# Deterministic RIP matrices: Breaking the square-root bottleneck, II

In my previous blog entry, I kicked off an online project to make progress on the deterministic RIP matrix problem by optimizing the analysis in a breakthrough paper by Bourgain et al. Since then, I launched a wiki to maintain a “scoreboard” of world records for this problem, and Afonso Bandeira made his own contribution to the project. The purpose of this entry is to introduce some additive combinatorics and to develop some understanding of how they are leveraged to prove RIP for a particular matrix construction.

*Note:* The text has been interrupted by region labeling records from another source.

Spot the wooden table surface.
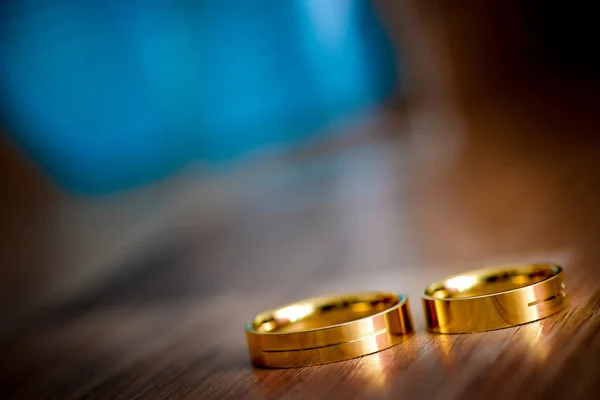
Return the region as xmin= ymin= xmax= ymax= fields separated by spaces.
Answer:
xmin=0 ymin=98 xmax=600 ymax=399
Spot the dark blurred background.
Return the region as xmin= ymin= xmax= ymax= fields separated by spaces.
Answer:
xmin=0 ymin=0 xmax=600 ymax=340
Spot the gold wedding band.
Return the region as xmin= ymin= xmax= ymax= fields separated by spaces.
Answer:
xmin=246 ymin=293 xmax=412 ymax=368
xmin=422 ymin=264 xmax=567 ymax=333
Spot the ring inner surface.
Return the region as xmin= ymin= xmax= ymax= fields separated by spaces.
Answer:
xmin=425 ymin=265 xmax=559 ymax=299
xmin=252 ymin=295 xmax=400 ymax=333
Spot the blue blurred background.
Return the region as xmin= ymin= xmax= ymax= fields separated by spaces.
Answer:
xmin=0 ymin=0 xmax=398 ymax=194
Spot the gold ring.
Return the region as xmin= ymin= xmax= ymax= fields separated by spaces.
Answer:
xmin=246 ymin=293 xmax=412 ymax=368
xmin=422 ymin=264 xmax=567 ymax=333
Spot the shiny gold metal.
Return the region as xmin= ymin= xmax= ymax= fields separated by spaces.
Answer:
xmin=422 ymin=264 xmax=567 ymax=333
xmin=246 ymin=293 xmax=412 ymax=368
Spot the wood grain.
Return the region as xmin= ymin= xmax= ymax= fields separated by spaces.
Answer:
xmin=0 ymin=92 xmax=600 ymax=399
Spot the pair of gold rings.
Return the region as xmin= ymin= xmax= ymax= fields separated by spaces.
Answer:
xmin=246 ymin=264 xmax=566 ymax=368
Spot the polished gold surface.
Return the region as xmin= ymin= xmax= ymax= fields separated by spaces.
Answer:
xmin=246 ymin=293 xmax=412 ymax=368
xmin=422 ymin=264 xmax=567 ymax=333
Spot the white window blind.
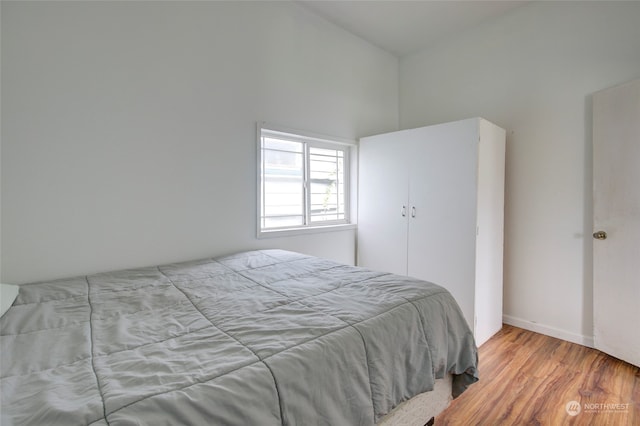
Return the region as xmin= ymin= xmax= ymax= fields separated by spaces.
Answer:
xmin=258 ymin=127 xmax=350 ymax=233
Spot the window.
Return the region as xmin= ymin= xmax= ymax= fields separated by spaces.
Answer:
xmin=258 ymin=123 xmax=351 ymax=235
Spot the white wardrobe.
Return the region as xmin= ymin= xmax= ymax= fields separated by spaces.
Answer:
xmin=358 ymin=118 xmax=505 ymax=345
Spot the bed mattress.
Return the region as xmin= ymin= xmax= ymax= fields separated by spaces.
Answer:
xmin=0 ymin=250 xmax=477 ymax=425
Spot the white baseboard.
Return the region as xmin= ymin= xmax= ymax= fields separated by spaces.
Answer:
xmin=502 ymin=315 xmax=593 ymax=348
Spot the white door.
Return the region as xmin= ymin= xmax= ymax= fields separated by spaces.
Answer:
xmin=593 ymin=80 xmax=640 ymax=366
xmin=358 ymin=131 xmax=409 ymax=275
xmin=407 ymin=119 xmax=478 ymax=330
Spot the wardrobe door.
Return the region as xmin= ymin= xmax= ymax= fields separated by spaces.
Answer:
xmin=358 ymin=131 xmax=410 ymax=275
xmin=408 ymin=119 xmax=478 ymax=329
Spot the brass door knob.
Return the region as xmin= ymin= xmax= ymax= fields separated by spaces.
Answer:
xmin=593 ymin=231 xmax=607 ymax=240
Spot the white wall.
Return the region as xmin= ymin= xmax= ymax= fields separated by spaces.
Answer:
xmin=1 ymin=1 xmax=398 ymax=283
xmin=400 ymin=2 xmax=640 ymax=344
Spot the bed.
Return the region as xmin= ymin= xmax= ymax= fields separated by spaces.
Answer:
xmin=0 ymin=250 xmax=478 ymax=426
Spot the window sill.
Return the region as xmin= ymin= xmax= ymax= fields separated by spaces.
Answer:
xmin=258 ymin=223 xmax=357 ymax=239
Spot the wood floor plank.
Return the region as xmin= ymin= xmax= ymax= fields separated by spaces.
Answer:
xmin=435 ymin=325 xmax=640 ymax=426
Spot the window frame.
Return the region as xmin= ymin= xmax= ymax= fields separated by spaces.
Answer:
xmin=256 ymin=122 xmax=357 ymax=238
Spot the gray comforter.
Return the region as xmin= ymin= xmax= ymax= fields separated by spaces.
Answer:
xmin=0 ymin=250 xmax=477 ymax=426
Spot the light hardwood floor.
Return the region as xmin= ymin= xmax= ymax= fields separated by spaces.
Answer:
xmin=435 ymin=324 xmax=640 ymax=426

While this entry does not immediately produce a new world record, it does optimize the analysis of Corollaries 3 and 4 of the paper. I plan to generalize Lemmas 9 and 10 in a future blog post, which will lead to an explicit optimization problem that incorporates the work in this entry (and a new world record, hopefully).

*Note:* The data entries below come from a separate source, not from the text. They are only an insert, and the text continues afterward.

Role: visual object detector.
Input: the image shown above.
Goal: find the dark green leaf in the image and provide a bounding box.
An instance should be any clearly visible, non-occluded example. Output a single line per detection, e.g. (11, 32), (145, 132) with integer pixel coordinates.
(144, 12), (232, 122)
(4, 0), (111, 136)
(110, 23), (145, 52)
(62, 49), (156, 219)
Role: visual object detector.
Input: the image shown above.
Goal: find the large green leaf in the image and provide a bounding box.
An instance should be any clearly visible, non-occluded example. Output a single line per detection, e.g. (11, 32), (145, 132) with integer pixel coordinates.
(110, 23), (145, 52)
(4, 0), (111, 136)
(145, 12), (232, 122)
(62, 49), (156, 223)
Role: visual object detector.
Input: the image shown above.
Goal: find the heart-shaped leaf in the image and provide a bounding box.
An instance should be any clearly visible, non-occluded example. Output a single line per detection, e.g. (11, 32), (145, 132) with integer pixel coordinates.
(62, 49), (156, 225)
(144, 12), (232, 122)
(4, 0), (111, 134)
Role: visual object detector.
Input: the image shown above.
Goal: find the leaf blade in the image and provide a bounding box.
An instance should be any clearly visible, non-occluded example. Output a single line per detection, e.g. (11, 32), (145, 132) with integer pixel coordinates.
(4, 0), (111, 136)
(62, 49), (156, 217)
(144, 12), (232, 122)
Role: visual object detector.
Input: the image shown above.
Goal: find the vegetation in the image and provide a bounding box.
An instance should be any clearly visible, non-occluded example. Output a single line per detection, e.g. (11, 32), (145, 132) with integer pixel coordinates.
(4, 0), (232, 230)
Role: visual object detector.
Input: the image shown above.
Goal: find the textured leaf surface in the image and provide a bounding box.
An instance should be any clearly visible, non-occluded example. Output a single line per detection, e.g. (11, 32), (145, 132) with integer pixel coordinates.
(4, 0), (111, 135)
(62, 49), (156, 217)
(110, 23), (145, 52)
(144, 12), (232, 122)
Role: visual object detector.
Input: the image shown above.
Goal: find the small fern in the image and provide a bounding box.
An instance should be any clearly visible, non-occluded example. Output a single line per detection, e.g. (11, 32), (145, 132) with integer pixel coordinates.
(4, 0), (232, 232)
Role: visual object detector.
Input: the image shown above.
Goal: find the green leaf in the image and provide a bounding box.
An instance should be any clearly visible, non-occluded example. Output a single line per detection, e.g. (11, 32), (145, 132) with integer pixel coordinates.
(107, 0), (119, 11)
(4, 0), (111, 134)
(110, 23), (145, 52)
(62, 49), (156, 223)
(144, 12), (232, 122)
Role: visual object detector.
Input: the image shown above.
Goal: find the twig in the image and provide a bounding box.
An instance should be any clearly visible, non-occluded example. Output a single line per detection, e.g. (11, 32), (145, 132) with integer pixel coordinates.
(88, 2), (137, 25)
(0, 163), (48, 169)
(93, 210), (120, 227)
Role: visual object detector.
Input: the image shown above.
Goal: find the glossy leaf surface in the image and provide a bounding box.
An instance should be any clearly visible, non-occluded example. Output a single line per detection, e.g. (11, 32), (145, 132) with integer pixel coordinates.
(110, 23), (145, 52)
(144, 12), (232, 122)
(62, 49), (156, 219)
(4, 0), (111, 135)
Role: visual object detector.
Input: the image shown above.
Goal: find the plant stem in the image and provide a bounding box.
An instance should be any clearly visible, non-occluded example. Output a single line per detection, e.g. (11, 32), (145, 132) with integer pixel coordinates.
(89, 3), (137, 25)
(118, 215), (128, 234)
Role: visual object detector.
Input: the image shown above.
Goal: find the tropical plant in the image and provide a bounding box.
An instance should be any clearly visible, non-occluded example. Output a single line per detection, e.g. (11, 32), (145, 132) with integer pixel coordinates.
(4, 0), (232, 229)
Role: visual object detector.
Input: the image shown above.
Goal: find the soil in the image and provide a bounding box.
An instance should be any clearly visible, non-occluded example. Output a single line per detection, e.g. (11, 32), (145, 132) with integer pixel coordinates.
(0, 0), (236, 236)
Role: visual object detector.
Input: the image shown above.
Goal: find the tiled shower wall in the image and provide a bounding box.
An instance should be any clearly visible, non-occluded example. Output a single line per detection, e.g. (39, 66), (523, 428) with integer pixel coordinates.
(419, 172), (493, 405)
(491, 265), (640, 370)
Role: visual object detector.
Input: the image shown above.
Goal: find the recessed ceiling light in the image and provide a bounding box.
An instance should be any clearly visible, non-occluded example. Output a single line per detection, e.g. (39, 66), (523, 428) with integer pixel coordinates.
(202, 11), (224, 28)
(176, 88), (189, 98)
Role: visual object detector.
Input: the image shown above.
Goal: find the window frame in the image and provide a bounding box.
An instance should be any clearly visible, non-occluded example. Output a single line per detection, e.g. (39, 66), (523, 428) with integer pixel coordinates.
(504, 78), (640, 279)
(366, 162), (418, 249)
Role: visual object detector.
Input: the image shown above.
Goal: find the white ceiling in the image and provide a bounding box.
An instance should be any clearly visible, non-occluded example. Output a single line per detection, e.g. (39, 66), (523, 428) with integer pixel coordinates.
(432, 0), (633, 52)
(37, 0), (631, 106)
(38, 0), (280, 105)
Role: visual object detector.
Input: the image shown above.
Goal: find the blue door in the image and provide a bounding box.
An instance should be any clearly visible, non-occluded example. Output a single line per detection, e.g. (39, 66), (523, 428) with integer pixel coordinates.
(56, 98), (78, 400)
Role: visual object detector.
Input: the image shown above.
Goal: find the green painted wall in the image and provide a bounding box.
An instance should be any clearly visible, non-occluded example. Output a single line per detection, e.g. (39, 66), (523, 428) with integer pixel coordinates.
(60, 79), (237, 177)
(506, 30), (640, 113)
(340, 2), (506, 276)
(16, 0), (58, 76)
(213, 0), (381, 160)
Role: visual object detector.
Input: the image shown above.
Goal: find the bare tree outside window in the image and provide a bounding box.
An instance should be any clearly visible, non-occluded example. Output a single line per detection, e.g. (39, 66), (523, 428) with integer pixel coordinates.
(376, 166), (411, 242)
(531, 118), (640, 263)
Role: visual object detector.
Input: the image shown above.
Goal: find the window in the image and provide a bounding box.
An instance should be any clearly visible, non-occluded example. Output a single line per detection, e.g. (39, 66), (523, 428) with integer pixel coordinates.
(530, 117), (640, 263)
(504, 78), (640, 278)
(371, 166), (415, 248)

— A brief introduction to additive combinatorics —

In this section, we briefly detail some key ideas from additive combinatorics. Given an additive group $G$ and finite sets $A,B\subseteq G$, we can define the sumset

$A+B:=\{a+b:a\in A,~b\in B\}$,

the difference set

$A-B:=\{a-b:a\in A,~b\in B\}$

(not to be confused with a difference set), and the additive energy

$E(A,B):=\#\big\{(a_1,a_2,b_1,b_2)\in A^2\times B^2:a_1+b_1=a_2+b_2\big\}$.

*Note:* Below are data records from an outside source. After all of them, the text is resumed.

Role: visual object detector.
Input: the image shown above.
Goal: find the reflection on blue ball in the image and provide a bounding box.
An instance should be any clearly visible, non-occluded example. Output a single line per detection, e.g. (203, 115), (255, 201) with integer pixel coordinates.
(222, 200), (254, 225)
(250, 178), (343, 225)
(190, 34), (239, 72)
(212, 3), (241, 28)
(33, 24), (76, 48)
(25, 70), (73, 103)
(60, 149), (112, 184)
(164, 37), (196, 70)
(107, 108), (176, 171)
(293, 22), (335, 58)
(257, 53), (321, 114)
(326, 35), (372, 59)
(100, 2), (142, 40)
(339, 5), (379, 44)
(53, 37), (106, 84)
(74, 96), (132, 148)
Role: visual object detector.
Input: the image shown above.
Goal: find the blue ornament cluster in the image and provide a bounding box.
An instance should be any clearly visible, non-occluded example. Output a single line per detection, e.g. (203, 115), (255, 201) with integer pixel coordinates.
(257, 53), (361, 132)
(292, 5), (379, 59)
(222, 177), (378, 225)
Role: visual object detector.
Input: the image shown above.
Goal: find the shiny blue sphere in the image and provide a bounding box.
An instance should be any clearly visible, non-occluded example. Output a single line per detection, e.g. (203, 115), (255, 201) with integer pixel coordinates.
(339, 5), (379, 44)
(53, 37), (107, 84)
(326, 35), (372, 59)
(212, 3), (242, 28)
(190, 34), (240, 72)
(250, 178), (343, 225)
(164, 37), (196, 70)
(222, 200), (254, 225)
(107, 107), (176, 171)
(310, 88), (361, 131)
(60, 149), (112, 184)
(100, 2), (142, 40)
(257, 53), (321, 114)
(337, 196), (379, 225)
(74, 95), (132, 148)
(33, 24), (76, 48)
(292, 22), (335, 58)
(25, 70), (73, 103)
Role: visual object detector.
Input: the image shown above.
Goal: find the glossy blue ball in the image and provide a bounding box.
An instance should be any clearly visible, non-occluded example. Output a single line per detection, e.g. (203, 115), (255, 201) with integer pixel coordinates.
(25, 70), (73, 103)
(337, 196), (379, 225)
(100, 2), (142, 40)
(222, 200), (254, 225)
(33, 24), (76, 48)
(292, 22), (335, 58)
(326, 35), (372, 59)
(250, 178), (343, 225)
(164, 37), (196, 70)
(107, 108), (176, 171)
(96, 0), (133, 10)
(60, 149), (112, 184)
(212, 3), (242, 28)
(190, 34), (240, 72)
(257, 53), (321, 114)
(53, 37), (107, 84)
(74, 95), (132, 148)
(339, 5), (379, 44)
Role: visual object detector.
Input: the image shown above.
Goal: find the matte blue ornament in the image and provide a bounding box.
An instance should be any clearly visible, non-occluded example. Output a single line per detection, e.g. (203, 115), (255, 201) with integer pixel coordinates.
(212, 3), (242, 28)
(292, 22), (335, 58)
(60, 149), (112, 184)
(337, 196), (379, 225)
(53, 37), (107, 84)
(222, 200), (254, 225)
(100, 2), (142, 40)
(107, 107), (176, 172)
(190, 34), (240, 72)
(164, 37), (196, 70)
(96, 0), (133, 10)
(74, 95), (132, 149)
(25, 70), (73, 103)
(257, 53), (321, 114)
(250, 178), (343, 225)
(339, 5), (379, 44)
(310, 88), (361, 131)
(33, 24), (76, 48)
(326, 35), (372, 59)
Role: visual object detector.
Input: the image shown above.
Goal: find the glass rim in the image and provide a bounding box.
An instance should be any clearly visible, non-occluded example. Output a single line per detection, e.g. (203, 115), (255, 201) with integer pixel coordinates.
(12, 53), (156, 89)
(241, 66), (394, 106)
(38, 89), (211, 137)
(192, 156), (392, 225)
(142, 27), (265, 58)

These definitions are useful in quantifying the additive structure of a set. In particular, consider the following:

Lemma. A nonempty subset $A$ of some additive group $G$ satisfies the following inequalities:

(i) $|A+A|\geq|A|$

(ii) $|A-A|\geq|A|$

(iii) $E(A,A)\leq|A|^3$

with equality precisely when $A$ is a translate of some subgroup of $G$.

Proof: For (i), pick $a\in A$. Then $|A+A|\geq|A+a|=|A|$. Considering

$\displaystyle{A+A=\bigcup_{a\in A}(A+a)}$,

we have equality in (i) precisely when $A+A=A+a$ for every $a\in A$. Equivalently, given $a_0\in A$, then for every $a\in A$, addition by $a-a_0$ permutes the members of $A+a_0$. This is further equivalent to the following: Given $a_0\in A$, then for every $a\in A$, addition by $a-a_0$ permutes the members of $A-a_0$. It certainly suffices for $H:=A-a_0$ to be a group, and it is a simple exercise to verify that this is also necessary.

The proof for (ii) is similar.

For (iii), we note that

$E(A,A)=\#\big\{(a,b,c)\in A^3:a+b-c\in A\big\}\leq|A|^3$,

with equality precisely when $A$ has the property that $a+b-c\in A$ for every $a,b,c\in A$. Again, it clearly suffices for $A-a_0$ to be a group, and necessity is a simple exercise.     $\Box$

The notion of additive structure is somewhat intuitive. You should think of a translate of a subgroup as having maximal additive structure. When the bounds (i), (ii) and (iii) are close to being achieved by $A$ (e.g., $A$ is an arithmetic progression), you should think of $A$ as having a lot of additive structure. Interestingly, while there are different measures of additive structure (e.g., $|A-A|$ and $E(A,A)$), they often exhibit certain relationships (perhaps not surprisingly). The following is an example of such a relationship which is used throughout the paper by Bourgain et al.:

Lemma (Corollary 1). If $E(A,A)\geq|A|^3/K$, then there exists a set $A'\subseteq A$ such that $|A'|\geq|A|/(20K)$ and $|A'-A'|\leq10^7K^9|A|$.

In words, a set with a lot of additive energy necessarily has a large subset with a small difference set. This is proved using a version of the Balog–Szemeredi–Gowers lemma.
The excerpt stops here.